La parole libérée. 23% des managers disent avoir rencontré la question du fait religieux en entreprise, un nombre qui a doublé en un an. Les auteurs de l'étude relèvent en effet une crispation sur le terrain avec notamment des tensions entre collègues et le sentiment des pratiquants d'être stigmatisés. Certains événements ont libéré la parole comme le mariage pour tous ou les attentats de Charlie Hebdo et de l'Hypercasher. Autant d'occasions de débats animés au sein des entreprises. Mais "depuis trois ans, nos enquêtes le montrent : il n'y a pas d'explosion du fait religieux en entreprise", relativise Lionel Honoré, directeur de l'OFRE. Pour preuve, seulement 8% des salariés se disent "gênés" par la pratique religieuse de leurs collègues. 

De plus en plus de signes religieux. La religion s'affiche aussi avec moins d'hésitation. Par exemple, le port religieux ostentatoires qui passe de la troisième à la seconde place des faits les plus rencontrés. Le premier cas rencontré par les personnes interrogées reste, comme en 2014, les demandes d'absences pour fêtes religieuses. 

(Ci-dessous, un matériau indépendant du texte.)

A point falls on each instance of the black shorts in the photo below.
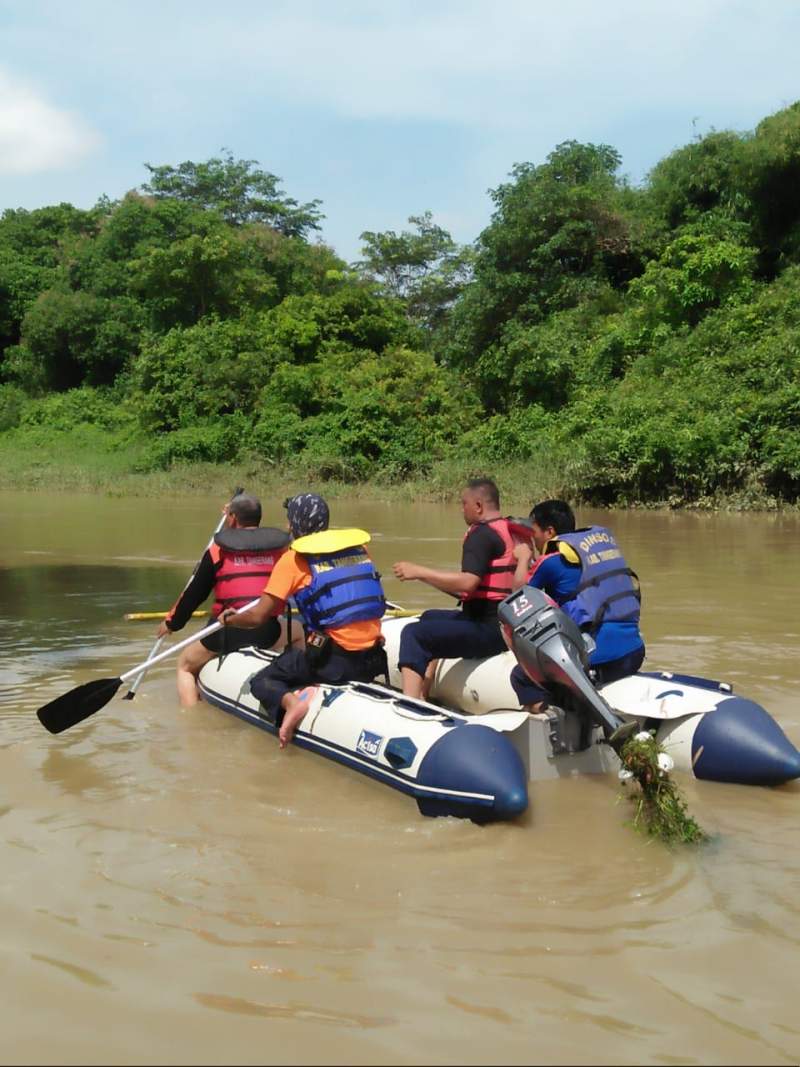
(233, 638)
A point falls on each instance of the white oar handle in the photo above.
(181, 645)
(138, 680)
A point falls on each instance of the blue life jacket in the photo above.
(608, 590)
(345, 588)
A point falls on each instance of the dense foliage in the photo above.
(645, 339)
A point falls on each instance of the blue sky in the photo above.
(380, 111)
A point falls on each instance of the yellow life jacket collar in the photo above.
(325, 541)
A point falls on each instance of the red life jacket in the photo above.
(244, 559)
(496, 584)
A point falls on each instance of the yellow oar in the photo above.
(148, 616)
(393, 612)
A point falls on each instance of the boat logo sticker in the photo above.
(369, 744)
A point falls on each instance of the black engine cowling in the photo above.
(553, 652)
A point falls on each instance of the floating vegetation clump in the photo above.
(660, 810)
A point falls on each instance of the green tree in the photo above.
(425, 268)
(238, 190)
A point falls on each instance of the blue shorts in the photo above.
(448, 635)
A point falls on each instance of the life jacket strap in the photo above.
(348, 579)
(378, 601)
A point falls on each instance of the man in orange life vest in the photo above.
(486, 569)
(339, 596)
(236, 566)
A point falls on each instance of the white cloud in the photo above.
(35, 136)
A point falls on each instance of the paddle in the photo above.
(79, 703)
(159, 641)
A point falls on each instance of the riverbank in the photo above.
(89, 459)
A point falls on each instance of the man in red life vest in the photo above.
(235, 567)
(485, 577)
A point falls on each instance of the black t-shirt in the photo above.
(482, 545)
(201, 586)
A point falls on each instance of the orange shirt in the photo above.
(292, 573)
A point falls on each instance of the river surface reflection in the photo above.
(175, 890)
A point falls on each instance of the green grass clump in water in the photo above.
(660, 810)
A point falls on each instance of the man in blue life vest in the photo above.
(485, 578)
(235, 567)
(339, 596)
(586, 574)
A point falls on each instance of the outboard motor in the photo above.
(553, 652)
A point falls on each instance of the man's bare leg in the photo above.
(190, 663)
(296, 706)
(428, 680)
(412, 683)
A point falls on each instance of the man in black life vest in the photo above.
(486, 569)
(236, 567)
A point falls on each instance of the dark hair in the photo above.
(555, 513)
(246, 509)
(486, 489)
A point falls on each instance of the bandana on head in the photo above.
(307, 513)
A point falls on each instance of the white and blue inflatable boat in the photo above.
(470, 751)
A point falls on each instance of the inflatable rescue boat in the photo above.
(470, 751)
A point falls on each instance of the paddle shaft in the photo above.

Menaces d'accusation de racisme. Si dans la majorité des cas, ces cas ne posent pas problème, certains se révèlent problématiques, comme quand des salariés hommes refusent de travailler avec une salariée femme ou des demandes de travailler avec des personnes de même religion. Des situations que les managers peuvent avoir du mal à gérer. En cause ? Les menaces d'accusation de racisme ou de discrimination sont avancées en premier, la remise en cause de la légitimité du manager ou de l'entreprise et le refus de discuter sont aussi évoqués.

Refus d'adresser la parole à une femme. Les convictions religieuses peuvent remettre aussi en cause la sécurité dans les entreprises. "Nos collègues, femmes pour l'essentiel, nous ont rapporté que dans certains cas certains personnel de sol refusaient de les saluer, de leur serrer la main par respect de leurs convictions religieuses", explique ainsi à Europe 1 Véronique Damon, pilote et secrétaire général du SNPL Air France. 

"Dans le cas le plus le plus extrême", elle rapporte un refus "d'adresser la parole" à "une collègue femme". "Le fait de ne pas saluer quelqu'un, si j'ai personnellement du mal à le comprendre, n'a pas d'impact direct sur la sécurité des vols", estime-t-elle, mais "le fait de faire un détour pour ne pas avoir à être confronté à une présence féminine, on atteint là un problème de sécurité car en cas d'incident,  c'est cette personne là qui doit avertir l'équipage en cas de fuite carburant ou d'incendie". Comment va-t-elle faire si en cas de danger, elle refuse de s'adresser à des pilotes femmes, interpelle la secrétaire générale.  

"Le service juridique est informé" de ce genre de dérive mais "il ne se passe pas grand chose d'autre", déplore Véronique Damon qui précise cependant qu'il s'agit "d'une toute petite minorité". 

Oui à la prière, non à des horaires aménagés. Les salariés dans leur globalité sont en attente de neutralité vis-à-vis de la religion et n'acceptent pas que les croyances viennent perturber le fonctionnement des entreprises. La prière est tolérée pendant la pause repas pour 75% des salariés et 80% d'entre eux comprennent que pour un raison religieuse, on puisse demander une autorisation d'absence. A l'opposé, la majorité d'entre eux ne souhaitent pas que les pauses soient définies selon les horaires de la prière. Deux tiers d'entre eux se disent également contre le port ostensible de signes religieux. 

Pour faire face à cette montée du religieux, certaines entreprise n'hésitent plus désormais à outiller leur managers, telle la RATP qui a distribué en 2013 un guide "Laïcité et neutralité" à ses chefs d'équipe. L'entreprise de recyclage Paprec est allée plus loin, en adoptant en 2014 une charte interdisant le port de signes religieux chez ses salariés. Le moyen selon elle de prévenir d'éventuels conflits.